Das Teilen von Gesundheitsdaten dürfte bald auch in Deutschland bei Versicherern einen stärkeren Stellwert haben. Davon ist Patrick Dahmen, Leiter des Insurlab Germany, überzeugt. In einer umfassenden Studie wurden weltweit neue Projekte untersucht, die Versicherung und Digitalisierung miteinander verbinden. "Die Disruption könnte im ersten Schritt im Bereich der Biometrie, also bei der Arbeitskraftabsicherung und der Risikolebensversicherung, einsetzen", schätzt Dahmen. Auch das Underwriting werde weltweit ganz neu gedacht. Es entwickelt sich von einem statischen Underwriting beim Vertragsabschluss hin zu einer dynamischen Begleitung des Versicherten.
Mega-Trend Gesundheitsprävention
Vor allem Gesundheitsprävention sei ein Megatrend. Aktuell entwickle der Rückversicherer Scor mit dem Vergleichsportal Check 24 eine Gesundheits-App. Zwei Beispiele stellte auch die Nürnberger Versicherung mit Better Doc und der Kooperation mit Humanoo, einer Plattform für betriebliches Gesundheitsmanagement, vor. Rund 7.000 Kunden nutzen über die Nürnberger die App aktiv. Better Doc hilft bei der schnellen und richtigen Arztwahl. „Wir wollen über diesen Service die Relevanz für unsere Kunden erhöhen“, erläuterte Harald Rosenberger, Mitglied des Vorstands der Nürnberger Versicherung. Er appellierte an die Branche, ähnliche Produkte auf den Markt zu bringen.

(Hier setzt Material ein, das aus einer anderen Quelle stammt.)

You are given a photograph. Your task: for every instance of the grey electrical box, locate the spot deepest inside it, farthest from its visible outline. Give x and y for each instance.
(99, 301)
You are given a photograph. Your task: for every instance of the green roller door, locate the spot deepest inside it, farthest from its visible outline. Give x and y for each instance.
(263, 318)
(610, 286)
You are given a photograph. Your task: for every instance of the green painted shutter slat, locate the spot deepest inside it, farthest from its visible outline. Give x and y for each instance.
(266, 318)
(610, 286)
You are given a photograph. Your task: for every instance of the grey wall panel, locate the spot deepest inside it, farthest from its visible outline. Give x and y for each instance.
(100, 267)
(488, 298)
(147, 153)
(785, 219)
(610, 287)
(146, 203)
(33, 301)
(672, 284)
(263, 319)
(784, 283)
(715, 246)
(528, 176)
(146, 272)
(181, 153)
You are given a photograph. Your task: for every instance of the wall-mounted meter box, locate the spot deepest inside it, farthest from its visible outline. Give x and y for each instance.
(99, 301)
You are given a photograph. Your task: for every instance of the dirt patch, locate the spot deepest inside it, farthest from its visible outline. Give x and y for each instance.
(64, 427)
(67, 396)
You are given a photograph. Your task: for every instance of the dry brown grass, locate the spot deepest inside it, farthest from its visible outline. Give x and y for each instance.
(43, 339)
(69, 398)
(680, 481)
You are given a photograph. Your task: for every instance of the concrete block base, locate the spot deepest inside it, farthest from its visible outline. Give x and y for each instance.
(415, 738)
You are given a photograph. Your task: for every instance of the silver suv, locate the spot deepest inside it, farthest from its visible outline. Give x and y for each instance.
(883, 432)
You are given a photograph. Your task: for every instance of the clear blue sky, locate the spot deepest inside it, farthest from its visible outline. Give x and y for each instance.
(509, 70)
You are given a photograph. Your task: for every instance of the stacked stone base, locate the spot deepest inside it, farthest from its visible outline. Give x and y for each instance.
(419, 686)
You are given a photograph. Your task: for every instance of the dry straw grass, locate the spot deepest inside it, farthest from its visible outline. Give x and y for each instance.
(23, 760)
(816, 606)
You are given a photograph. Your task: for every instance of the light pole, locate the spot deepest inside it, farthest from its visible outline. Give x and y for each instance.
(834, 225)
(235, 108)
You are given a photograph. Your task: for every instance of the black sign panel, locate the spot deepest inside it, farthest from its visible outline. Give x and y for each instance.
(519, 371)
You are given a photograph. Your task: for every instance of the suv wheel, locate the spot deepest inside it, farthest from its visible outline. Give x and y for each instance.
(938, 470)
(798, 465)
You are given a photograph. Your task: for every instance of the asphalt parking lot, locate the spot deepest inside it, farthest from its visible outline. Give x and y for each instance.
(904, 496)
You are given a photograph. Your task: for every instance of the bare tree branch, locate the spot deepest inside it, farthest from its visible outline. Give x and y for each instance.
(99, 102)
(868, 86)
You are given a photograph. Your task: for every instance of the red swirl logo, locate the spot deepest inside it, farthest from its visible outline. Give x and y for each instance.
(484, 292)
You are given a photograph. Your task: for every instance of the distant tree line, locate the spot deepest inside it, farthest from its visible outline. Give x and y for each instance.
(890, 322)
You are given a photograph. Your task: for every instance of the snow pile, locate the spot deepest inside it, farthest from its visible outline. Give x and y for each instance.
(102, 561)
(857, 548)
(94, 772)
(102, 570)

Die Idee, Kunden gesund zu erhalten oder wieder gesund zu machen, könnte das Image der Versicherer deutlich verbessern. Langfristig hofft Rosenberger, dass sich damit auch die Kundenzahlen erhöhen. Denn noch immer wären beispielsweise zwei Drittel der Menschen in Deutschland ohne Arbeitskraftabsicherung.